これは果たして何の神経のことを指しているのでしょうか。
そしてBJ先生、えらく変わった子宮の切り方をしています。
子宮を掴んで縦に切り、羊膜(厳密には卵膜?)ごと赤ちゃんを取り出しています。
通常、帝王切開では「子宮下部横切開」という方法をとります。
子宮の下側を横に切って赤ちゃんを取り出すのが最も子宮へのダメージが少なく、次回の妊娠時を考えると安全なのです。
BJ先生が行ったような子宮を縦に切る方法は「古典的帝王切開」と呼びますが、
これは子宮へのダメージが大きく、出血が多くなりますし、次の妊娠時に子宮破裂を起こす確率も上がります。
現代の医学においてあえて古典的帝王切開を行うケースとしては、超早産で赤ちゃんへの負担をなるべく少なくしたい場合や、前置胎盤などの影響で子宮下部横切開が使えない場合等、非常に限られます。

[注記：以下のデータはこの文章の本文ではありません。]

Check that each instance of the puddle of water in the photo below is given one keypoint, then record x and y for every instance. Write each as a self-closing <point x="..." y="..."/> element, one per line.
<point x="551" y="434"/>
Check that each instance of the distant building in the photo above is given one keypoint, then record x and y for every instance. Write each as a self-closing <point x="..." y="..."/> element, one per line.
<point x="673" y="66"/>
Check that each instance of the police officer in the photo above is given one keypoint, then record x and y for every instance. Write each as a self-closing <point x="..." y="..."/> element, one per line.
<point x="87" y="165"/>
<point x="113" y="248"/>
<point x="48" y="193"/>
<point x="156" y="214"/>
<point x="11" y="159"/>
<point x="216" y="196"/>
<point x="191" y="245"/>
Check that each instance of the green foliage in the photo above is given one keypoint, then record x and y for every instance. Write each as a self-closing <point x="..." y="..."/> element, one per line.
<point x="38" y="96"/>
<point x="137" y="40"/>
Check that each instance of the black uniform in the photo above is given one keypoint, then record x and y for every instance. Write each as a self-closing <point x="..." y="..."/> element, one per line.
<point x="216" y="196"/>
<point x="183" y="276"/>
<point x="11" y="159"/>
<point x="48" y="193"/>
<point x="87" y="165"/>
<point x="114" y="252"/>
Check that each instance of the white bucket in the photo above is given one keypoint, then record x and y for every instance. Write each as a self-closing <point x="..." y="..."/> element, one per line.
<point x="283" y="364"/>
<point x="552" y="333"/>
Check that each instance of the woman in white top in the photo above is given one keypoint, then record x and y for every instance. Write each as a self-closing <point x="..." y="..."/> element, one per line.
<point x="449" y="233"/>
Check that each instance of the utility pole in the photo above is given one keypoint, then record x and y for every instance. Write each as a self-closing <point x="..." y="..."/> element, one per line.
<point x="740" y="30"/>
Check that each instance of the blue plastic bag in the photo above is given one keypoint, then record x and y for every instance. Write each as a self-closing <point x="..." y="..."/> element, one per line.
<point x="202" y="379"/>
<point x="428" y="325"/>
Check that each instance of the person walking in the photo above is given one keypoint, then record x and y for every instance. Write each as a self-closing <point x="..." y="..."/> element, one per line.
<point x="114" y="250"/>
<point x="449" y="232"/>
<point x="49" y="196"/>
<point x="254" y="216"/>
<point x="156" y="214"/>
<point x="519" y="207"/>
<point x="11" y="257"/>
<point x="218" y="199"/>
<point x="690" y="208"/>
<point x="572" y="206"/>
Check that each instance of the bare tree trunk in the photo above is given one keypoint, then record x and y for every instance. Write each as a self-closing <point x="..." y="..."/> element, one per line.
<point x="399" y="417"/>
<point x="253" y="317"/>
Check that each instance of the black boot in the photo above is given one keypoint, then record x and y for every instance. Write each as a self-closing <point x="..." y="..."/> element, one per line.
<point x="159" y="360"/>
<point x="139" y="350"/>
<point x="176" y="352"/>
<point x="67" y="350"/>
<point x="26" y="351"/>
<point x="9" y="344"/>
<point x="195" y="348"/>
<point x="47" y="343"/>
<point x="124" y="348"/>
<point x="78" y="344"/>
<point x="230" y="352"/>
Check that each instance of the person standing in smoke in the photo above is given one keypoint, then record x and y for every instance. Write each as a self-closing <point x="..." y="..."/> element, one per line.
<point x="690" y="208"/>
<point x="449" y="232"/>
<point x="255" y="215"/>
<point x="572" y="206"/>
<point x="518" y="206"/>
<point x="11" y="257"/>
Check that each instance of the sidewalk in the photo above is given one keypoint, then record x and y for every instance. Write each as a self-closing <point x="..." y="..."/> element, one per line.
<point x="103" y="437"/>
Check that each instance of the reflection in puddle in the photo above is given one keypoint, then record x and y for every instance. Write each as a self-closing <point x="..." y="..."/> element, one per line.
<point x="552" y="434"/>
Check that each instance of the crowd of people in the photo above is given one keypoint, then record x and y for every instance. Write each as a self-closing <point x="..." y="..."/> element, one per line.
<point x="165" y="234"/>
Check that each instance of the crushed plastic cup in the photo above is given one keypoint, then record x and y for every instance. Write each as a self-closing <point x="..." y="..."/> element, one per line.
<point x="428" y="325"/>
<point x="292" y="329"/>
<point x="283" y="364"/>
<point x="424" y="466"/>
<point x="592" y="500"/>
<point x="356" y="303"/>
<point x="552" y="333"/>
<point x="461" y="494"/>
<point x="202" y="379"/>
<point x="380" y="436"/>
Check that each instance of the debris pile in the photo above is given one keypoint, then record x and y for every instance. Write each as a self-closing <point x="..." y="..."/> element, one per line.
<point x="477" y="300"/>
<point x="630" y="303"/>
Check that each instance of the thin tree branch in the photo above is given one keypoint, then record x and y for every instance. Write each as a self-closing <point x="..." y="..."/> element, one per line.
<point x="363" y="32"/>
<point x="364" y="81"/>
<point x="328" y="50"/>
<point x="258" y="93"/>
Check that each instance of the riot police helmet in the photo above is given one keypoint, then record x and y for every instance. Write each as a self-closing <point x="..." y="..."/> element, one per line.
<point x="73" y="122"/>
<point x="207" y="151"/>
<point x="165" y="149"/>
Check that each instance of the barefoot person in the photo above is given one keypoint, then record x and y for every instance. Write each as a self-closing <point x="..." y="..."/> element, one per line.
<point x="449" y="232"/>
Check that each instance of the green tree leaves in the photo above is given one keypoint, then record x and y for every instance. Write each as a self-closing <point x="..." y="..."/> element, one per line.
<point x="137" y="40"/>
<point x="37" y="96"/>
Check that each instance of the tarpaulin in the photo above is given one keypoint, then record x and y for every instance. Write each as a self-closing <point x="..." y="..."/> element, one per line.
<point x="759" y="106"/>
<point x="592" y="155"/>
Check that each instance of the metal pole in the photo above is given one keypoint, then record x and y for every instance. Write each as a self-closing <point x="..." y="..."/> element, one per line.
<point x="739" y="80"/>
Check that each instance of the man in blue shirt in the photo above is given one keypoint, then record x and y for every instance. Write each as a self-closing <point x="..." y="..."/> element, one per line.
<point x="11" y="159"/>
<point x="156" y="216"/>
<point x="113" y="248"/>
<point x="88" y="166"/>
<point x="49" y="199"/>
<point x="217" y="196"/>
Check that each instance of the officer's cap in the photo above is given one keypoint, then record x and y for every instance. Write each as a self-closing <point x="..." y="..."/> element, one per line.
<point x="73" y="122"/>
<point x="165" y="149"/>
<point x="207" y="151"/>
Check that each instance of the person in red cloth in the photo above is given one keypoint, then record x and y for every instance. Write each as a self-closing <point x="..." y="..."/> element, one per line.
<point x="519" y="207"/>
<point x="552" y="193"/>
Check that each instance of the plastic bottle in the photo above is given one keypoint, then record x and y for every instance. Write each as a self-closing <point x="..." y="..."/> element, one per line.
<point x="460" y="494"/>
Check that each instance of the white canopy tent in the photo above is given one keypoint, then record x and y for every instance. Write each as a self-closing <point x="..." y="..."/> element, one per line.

破水させずに卵膜ごと赤ちゃんを取り出す「幸帽児娩出」をあわせて行っているところを見ると、
BJ先生の帝王切開は28週未満くらいの超早産に対して行うような手法をとっていますが、
今回の赤ちゃんは泣いて自力で息ができる程度(少なく見積もっても32~34週くらい)には成熟しているようです。

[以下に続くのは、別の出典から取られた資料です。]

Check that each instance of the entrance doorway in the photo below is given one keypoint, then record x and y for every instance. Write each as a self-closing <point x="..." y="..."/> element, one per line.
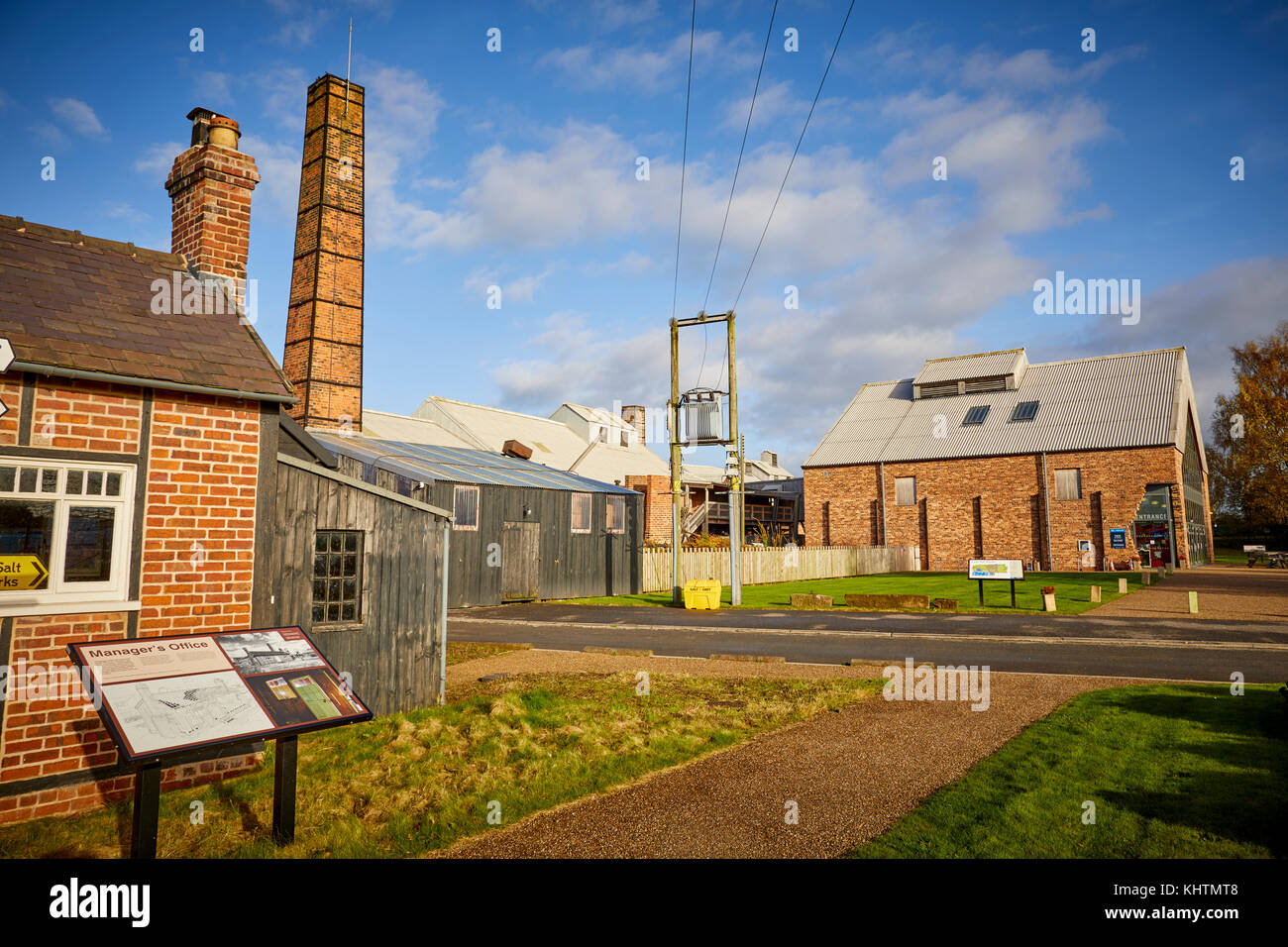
<point x="519" y="561"/>
<point x="1154" y="543"/>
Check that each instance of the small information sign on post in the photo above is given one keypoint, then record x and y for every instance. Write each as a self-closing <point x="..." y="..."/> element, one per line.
<point x="996" y="570"/>
<point x="174" y="698"/>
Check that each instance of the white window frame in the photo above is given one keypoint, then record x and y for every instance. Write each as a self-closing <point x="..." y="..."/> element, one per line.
<point x="468" y="488"/>
<point x="62" y="596"/>
<point x="590" y="512"/>
<point x="619" y="502"/>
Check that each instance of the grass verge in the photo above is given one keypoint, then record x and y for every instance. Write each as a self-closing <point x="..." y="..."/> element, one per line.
<point x="459" y="652"/>
<point x="1072" y="591"/>
<point x="408" y="784"/>
<point x="1173" y="772"/>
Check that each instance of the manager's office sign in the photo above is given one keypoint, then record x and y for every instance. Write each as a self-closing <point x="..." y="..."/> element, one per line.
<point x="181" y="693"/>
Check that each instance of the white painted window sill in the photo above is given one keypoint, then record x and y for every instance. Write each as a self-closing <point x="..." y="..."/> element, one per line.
<point x="69" y="605"/>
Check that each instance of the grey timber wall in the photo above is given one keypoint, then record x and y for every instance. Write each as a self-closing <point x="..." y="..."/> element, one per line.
<point x="570" y="565"/>
<point x="391" y="650"/>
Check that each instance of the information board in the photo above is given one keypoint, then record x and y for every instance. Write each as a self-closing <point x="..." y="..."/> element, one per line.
<point x="996" y="569"/>
<point x="187" y="692"/>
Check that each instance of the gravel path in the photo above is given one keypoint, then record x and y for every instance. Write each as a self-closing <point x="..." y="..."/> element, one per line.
<point x="1225" y="592"/>
<point x="851" y="774"/>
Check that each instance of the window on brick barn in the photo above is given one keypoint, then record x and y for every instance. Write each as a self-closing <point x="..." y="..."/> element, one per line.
<point x="1068" y="484"/>
<point x="905" y="491"/>
<point x="64" y="532"/>
<point x="465" y="508"/>
<point x="581" y="512"/>
<point x="336" y="577"/>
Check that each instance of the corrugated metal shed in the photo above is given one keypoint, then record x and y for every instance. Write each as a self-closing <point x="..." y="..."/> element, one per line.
<point x="984" y="365"/>
<point x="1136" y="399"/>
<point x="459" y="466"/>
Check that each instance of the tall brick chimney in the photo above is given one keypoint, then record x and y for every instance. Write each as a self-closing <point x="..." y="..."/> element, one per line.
<point x="323" y="325"/>
<point x="209" y="187"/>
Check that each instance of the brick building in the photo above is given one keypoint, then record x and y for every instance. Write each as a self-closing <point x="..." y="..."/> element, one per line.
<point x="130" y="457"/>
<point x="1064" y="466"/>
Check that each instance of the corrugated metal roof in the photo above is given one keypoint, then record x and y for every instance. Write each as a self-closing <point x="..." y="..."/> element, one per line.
<point x="460" y="464"/>
<point x="1113" y="401"/>
<point x="983" y="365"/>
<point x="389" y="427"/>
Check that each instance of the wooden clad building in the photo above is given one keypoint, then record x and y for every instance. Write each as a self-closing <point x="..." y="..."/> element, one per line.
<point x="520" y="530"/>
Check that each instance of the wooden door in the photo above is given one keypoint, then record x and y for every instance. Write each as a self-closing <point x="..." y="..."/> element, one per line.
<point x="519" y="561"/>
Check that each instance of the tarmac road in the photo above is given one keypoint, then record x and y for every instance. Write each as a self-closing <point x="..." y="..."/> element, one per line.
<point x="1074" y="644"/>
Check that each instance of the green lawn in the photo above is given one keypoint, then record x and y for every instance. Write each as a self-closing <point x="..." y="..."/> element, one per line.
<point x="1072" y="590"/>
<point x="410" y="784"/>
<point x="1173" y="771"/>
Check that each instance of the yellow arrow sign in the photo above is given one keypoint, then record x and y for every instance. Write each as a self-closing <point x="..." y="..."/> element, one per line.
<point x="18" y="573"/>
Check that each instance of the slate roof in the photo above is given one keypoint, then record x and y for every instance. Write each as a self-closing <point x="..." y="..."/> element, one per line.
<point x="69" y="302"/>
<point x="1132" y="399"/>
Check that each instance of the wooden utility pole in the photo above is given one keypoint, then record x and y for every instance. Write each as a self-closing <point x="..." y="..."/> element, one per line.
<point x="735" y="512"/>
<point x="677" y="513"/>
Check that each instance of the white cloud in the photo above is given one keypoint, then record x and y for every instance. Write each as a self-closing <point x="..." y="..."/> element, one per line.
<point x="1227" y="305"/>
<point x="78" y="115"/>
<point x="1035" y="68"/>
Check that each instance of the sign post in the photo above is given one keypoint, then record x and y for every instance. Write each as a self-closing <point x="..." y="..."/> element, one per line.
<point x="283" y="789"/>
<point x="184" y="697"/>
<point x="22" y="573"/>
<point x="996" y="570"/>
<point x="147" y="808"/>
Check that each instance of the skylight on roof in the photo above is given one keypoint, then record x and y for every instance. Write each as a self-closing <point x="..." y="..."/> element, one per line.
<point x="1025" y="411"/>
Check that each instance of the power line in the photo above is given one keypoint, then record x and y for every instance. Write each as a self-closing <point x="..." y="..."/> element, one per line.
<point x="684" y="161"/>
<point x="738" y="166"/>
<point x="795" y="153"/>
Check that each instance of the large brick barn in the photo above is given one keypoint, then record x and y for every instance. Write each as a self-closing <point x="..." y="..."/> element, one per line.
<point x="1064" y="466"/>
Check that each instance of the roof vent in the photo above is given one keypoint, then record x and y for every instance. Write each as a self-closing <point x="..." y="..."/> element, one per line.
<point x="1025" y="411"/>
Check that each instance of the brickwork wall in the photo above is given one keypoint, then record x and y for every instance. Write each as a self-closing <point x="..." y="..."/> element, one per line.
<point x="657" y="505"/>
<point x="196" y="577"/>
<point x="198" y="538"/>
<point x="991" y="506"/>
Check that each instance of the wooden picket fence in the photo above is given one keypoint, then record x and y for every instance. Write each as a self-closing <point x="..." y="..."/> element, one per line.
<point x="773" y="565"/>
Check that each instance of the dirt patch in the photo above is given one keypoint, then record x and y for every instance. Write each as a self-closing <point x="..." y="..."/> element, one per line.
<point x="1225" y="592"/>
<point x="848" y="775"/>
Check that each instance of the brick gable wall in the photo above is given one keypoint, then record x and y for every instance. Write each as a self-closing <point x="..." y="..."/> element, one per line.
<point x="194" y="574"/>
<point x="992" y="506"/>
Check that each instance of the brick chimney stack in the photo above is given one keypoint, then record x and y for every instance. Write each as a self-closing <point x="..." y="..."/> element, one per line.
<point x="323" y="325"/>
<point x="634" y="416"/>
<point x="210" y="187"/>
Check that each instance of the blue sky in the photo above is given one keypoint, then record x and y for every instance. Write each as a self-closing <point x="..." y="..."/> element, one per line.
<point x="518" y="169"/>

よって、BJ先生が何故こんなリスキーな帝王切開をしたのかは謎です。
とはいえ、産科医療に普段携わっていないのに早期剥離を的確に診断し、帝王切開で母児を救えただけでもさすがBJ先生と言わざるを得ませんが…
帝王切開の術後
言うまでもありませんが、帝王切開の直後に激流を泳いでいくのはただの自殺行為です。
少なくとも一日は安静にしましょう。
そもそも局所麻酔で帝王切開した直後なんて普通は痛くて動けないと思いますが、赤ちゃんのためなら文字通り命を張れる母の強さが表れている…のかもしれません。

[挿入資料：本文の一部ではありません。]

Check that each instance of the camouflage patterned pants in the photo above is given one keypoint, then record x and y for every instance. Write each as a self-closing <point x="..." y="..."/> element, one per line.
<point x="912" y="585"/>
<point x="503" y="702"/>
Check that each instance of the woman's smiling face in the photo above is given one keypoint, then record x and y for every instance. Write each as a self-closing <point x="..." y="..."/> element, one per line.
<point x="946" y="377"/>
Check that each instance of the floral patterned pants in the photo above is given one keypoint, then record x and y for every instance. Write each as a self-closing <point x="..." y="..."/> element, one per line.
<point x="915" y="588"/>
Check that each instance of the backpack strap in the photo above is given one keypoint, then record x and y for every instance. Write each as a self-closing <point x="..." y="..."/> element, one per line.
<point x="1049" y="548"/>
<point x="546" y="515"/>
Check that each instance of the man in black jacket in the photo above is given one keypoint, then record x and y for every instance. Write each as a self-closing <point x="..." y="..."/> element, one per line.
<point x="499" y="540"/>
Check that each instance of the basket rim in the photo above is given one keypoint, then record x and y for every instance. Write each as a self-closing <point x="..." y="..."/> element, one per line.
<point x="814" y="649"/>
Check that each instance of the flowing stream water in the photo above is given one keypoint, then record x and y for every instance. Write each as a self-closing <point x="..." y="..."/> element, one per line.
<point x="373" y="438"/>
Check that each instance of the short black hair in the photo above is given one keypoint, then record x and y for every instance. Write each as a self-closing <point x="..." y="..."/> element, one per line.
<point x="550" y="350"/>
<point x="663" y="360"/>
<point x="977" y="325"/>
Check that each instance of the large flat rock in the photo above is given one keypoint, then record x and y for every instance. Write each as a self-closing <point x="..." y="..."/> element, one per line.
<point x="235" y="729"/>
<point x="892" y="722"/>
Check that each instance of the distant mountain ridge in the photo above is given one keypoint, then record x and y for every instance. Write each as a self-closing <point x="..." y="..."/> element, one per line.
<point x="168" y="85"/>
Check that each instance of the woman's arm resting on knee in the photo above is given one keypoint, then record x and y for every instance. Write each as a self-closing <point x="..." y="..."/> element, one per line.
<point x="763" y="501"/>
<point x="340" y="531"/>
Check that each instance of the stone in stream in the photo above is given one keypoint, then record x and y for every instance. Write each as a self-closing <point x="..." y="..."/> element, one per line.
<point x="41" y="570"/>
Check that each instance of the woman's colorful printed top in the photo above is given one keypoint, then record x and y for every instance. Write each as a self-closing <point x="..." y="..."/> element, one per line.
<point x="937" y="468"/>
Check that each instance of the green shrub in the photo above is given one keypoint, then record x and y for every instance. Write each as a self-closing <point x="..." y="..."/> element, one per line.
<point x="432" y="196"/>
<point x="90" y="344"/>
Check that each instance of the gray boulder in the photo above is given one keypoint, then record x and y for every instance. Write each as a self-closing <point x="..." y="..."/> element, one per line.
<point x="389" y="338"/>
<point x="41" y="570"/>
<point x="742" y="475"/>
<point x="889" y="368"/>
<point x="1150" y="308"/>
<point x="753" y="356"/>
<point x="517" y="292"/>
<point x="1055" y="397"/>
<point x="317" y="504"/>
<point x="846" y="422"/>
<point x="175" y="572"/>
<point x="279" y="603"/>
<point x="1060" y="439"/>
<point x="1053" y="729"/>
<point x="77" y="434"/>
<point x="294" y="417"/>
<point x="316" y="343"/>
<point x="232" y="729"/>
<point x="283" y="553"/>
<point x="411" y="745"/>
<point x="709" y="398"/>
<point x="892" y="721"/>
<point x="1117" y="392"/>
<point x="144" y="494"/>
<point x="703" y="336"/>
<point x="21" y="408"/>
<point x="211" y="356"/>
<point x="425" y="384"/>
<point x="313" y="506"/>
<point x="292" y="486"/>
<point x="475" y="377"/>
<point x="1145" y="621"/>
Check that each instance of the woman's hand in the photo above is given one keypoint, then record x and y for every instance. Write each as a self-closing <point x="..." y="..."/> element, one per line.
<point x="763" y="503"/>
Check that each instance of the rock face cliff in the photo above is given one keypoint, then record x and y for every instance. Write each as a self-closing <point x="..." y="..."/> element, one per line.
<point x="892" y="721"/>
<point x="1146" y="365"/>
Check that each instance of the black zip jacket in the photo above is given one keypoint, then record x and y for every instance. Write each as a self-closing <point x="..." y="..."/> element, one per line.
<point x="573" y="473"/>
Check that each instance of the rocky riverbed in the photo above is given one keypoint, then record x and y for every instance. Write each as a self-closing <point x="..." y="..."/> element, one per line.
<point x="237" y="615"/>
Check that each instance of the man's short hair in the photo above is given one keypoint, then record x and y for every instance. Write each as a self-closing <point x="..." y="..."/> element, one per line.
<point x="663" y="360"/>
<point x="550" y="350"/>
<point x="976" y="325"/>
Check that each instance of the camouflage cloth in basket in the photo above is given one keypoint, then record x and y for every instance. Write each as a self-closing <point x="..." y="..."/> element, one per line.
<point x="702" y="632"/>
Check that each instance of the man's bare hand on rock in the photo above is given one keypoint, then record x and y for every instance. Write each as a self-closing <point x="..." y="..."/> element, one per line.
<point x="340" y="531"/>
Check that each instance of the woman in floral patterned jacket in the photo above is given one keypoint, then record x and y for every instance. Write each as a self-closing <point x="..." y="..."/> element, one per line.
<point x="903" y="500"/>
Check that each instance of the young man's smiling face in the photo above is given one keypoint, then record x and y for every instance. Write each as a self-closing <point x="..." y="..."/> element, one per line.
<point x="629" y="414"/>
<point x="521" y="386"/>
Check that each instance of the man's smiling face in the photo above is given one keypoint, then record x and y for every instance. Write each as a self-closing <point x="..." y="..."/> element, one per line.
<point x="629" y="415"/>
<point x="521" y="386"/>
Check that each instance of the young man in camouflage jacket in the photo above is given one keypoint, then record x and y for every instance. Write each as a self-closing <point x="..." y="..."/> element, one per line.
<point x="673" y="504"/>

BJ先生が代わりに行くとか、大声で助けを呼ぶとか、もっと他に手段が無かったのかとは思いますが。
まとめ
以上、『ブラック・ジャック』より「激流」の常位胎盤早期剝離について解説しました。
やはり『ブラック・ジャック』は名作中の名作ですね。
いつ読んでも新しい発見があり、医療や命について考えさせられます。
これを機会に読んでみてはいかがでしょうか。